This work addresses the inefficiency of traditional chain-of-thought (CoT) reasoning, which generates lengthy, discrete token sequences that struggle to capture multi-path reasoning in complex tasks. The authors propose a stochastic soft reasoning mechanism that, at each step, samples K candidate tokens and aggregates their embeddings into a single continuous, multiplexed token—thereby constructing an optimizable probability distribution without increasing sequence length. This approach adaptively reverts to standard CoT when the model is confident and compactly fuses multiple reasoning paths under uncertainty. Optimization is achieved through a token-level branch-and-merge architecture combined with on-policy reinforcement learning. Experiments demonstrate consistent and significant improvements over strong baselines across multiple mathematical reasoning benchmarks, from Pass@1 to Pass@1024, while producing shorter reasoning traces.

Large language models often solve complex reasoning tasks more effectively with Chain-of-Thought (CoT), but at the cost of long, low-bandwidth token sequences. Humans, by contrast, often reason softly by maintaining a distribution over plausible next steps. Motivated by this, we propose Multiplex Thinking, a stochastic soft reasoning mechanism that, at each thinking step, samples K candidate tokens and aggregates their embeddings into a single continuous multiplex token. This preserves the vocabulary embedding prior and the sampling dynamics of standard discrete generation, while inducing a tractable probability distribution over multiplex rollouts. Consequently, multiplex trajectories can be directly optimized with on-policy reinforcement learning (RL).
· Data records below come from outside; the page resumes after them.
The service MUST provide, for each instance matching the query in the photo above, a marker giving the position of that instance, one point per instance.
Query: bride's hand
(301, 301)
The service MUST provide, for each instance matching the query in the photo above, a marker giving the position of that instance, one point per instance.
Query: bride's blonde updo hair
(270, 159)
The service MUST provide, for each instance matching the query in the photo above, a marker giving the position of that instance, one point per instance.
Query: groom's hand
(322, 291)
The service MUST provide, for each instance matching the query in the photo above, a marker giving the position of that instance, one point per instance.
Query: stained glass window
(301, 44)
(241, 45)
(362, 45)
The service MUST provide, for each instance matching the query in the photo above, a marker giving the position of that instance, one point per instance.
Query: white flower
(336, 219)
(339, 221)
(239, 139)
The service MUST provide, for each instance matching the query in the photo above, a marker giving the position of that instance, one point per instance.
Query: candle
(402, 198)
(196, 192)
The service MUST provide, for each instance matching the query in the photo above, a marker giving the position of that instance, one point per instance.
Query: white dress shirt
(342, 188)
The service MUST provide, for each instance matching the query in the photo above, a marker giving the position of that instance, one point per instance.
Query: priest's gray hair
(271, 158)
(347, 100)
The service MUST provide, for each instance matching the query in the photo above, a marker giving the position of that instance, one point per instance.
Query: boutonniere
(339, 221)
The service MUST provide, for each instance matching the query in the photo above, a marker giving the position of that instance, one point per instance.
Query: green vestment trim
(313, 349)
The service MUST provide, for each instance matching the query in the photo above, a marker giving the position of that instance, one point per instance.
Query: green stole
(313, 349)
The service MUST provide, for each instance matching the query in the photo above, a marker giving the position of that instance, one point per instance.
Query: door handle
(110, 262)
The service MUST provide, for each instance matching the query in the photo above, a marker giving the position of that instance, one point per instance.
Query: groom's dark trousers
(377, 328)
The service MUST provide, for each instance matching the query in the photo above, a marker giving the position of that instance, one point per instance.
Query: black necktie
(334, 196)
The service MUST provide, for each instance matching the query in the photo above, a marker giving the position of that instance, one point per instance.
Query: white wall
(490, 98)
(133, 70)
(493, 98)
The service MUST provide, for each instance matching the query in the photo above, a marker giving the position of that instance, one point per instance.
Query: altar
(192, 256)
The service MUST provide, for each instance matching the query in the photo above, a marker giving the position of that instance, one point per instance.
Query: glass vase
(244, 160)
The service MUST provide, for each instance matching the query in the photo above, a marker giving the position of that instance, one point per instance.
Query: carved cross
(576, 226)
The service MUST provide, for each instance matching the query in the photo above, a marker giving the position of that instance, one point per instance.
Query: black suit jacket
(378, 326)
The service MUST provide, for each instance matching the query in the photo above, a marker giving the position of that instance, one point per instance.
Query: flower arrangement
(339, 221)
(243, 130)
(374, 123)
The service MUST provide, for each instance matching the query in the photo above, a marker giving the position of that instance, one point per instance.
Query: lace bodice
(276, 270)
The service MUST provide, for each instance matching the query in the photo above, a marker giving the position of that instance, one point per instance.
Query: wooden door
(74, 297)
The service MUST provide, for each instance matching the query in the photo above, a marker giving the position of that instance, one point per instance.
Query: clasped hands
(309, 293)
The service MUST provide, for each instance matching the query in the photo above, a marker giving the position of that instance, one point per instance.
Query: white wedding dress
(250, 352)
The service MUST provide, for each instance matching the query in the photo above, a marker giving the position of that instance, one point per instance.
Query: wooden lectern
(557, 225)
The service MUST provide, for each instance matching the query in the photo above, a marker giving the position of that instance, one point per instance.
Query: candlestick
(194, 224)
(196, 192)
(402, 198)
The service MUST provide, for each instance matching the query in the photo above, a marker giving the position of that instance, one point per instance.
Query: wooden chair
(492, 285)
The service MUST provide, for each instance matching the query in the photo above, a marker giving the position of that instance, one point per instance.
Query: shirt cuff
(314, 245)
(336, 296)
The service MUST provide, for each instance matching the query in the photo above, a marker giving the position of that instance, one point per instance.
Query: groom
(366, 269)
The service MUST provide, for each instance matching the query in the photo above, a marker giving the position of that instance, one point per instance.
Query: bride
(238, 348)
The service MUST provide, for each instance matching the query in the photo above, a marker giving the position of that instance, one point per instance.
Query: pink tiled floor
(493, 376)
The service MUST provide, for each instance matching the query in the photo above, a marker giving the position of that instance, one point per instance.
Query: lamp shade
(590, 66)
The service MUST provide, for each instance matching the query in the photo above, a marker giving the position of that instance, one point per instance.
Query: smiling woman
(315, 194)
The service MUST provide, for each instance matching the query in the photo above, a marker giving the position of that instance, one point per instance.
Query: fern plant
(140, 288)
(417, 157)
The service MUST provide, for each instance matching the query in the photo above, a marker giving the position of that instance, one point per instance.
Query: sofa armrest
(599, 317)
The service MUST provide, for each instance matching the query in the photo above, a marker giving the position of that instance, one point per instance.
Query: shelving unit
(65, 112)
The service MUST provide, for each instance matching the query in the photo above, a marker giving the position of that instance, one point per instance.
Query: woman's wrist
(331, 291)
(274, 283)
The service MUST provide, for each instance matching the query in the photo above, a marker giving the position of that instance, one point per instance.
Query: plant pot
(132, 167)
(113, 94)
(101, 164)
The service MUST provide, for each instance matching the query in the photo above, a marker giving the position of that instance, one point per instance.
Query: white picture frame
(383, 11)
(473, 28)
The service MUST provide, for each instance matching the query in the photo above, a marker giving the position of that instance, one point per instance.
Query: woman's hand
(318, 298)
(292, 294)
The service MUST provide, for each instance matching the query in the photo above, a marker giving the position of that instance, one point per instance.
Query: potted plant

Importantly, Multiplex Thinking is self-adaptive: when the model is confident, the multiplex token is nearly discrete and behaves like standard CoT; when it is uncertain, it compactly represents multiple plausible next steps without increasing sequence length. Across challenging math reasoning benchmarks, Multiplex Thinking consistently outperforms strong discrete CoT and RL baselines from Pass@1 through Pass@1024, while producing shorter sequences. The code and checkpoints are available at https://github.com/GMLR-Penn/Multiplex-Thinking.